Neben den personellen Entscheidungen wurde auch der Haushalt für die Jahre 2026 und 2027 beschlossen. Inhaltlich blickte der Verband auf ein ereignisreiches Jahr zurück. Zahlreiche Aktivitäten – von Fahrzeugübergaben und Einweihungen über Jubiläen bis hin zu Weiterbildungsangeboten und der Arbeit in den Fach- und Arbeitskreisen – verdeutlichen die breite Aufstellung des Verbandes. Ein besonderer Höhepunkt war die Auszeichnungsveranstaltung in Niesky, bei der über 400 Kameradinnen und Kameraden für ihr Engagement geehrt wurden.
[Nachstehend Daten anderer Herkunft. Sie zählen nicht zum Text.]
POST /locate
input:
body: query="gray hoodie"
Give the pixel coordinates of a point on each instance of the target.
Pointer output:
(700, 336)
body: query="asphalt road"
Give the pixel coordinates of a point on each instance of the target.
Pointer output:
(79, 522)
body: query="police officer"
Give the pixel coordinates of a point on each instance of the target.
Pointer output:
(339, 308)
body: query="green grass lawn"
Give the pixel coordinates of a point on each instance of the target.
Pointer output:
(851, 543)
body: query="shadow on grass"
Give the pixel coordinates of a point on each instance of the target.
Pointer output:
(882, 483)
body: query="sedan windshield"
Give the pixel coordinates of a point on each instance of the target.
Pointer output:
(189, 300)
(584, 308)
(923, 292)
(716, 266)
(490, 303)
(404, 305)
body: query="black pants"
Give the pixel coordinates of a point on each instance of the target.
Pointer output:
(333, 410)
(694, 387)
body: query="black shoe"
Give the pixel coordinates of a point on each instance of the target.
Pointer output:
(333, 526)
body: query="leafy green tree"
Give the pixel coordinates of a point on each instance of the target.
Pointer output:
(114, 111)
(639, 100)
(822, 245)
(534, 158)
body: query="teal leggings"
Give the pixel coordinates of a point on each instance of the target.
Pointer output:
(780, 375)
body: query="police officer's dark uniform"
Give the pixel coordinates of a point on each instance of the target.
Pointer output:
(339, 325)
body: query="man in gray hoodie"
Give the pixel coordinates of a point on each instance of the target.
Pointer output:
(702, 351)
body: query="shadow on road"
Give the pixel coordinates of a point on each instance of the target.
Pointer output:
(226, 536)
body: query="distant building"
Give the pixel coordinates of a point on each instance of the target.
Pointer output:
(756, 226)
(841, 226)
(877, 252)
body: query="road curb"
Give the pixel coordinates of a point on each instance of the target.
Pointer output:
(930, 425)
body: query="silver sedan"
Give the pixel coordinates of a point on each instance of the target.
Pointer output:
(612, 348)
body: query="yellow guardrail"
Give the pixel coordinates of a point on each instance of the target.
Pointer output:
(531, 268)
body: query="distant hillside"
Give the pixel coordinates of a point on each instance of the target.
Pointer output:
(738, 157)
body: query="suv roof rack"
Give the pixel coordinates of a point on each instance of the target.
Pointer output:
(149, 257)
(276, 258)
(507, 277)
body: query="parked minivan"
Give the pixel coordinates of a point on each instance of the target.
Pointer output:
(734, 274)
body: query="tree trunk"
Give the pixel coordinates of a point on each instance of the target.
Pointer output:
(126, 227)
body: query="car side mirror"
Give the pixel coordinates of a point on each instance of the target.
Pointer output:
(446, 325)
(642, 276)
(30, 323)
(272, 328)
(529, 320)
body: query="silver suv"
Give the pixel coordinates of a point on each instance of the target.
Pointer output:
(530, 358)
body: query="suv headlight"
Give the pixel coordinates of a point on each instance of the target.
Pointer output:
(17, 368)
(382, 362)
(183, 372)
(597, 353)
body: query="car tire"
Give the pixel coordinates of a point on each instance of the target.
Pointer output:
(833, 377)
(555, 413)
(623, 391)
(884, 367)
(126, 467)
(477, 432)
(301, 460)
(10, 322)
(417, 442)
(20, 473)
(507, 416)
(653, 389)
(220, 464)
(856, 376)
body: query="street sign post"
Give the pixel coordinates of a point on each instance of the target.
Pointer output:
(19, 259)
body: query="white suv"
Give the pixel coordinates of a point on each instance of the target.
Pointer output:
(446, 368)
Die Zahlen unterstreichen die Bedeutung des Ehrenamtes im Landkreis Görlitz:
• 159 Freiwillige Feuerwehren sowie jeweils eine Berufs- und Werkfeuerwehr
• 5.433 Mitglieder im Verband
• davon 3.532 aktive Einsatzkräfte
• 1.417 Mitglieder in den Jugendfeuerwehren sowie 117 Kinder in den Kinderfeuerwehren
Auch Projekte wie die „Region der Lebensretter“, in der sich rund 600 Personen engagieren – mehr als die Hälfte davon aus den Reihen der Feuerwehr – zeigen, wie stark das Ehrenamt im Landkreis verankert ist. Darüber hinaus wurde die enge Zusammenarbeit mit dem Partnerlandkreis sowie über Kreisgrenzen hinweg hervorgehoben.
Auch strukturelle Entwicklungen wurden thematisiert: So wurde der Feuerwehrdienst in Mühlrose zum 31. Dezember 2024 eingestellt, die betroffenen Einsatzkräfte wechselten in umliegende Wehren. Zudem wurde im ersten Quartal 2026 die VSU-Tunnelfeuerwehr nach Abschluss der entsprechenden Umbaumaßnahmen aufgelöst.
Finanziell steht der Kreisfeuerwehrverband auf einer stabilen Grundlage. Gleichzeitig bleibt es eine zentrale Aufgabe, die vorhandenen Mittel verantwortungsvoll und mit Augenmaß einzusetzen, um die vielfältigen Aufgaben des Verbandes auch künftig verlässlich erfüllen zu können.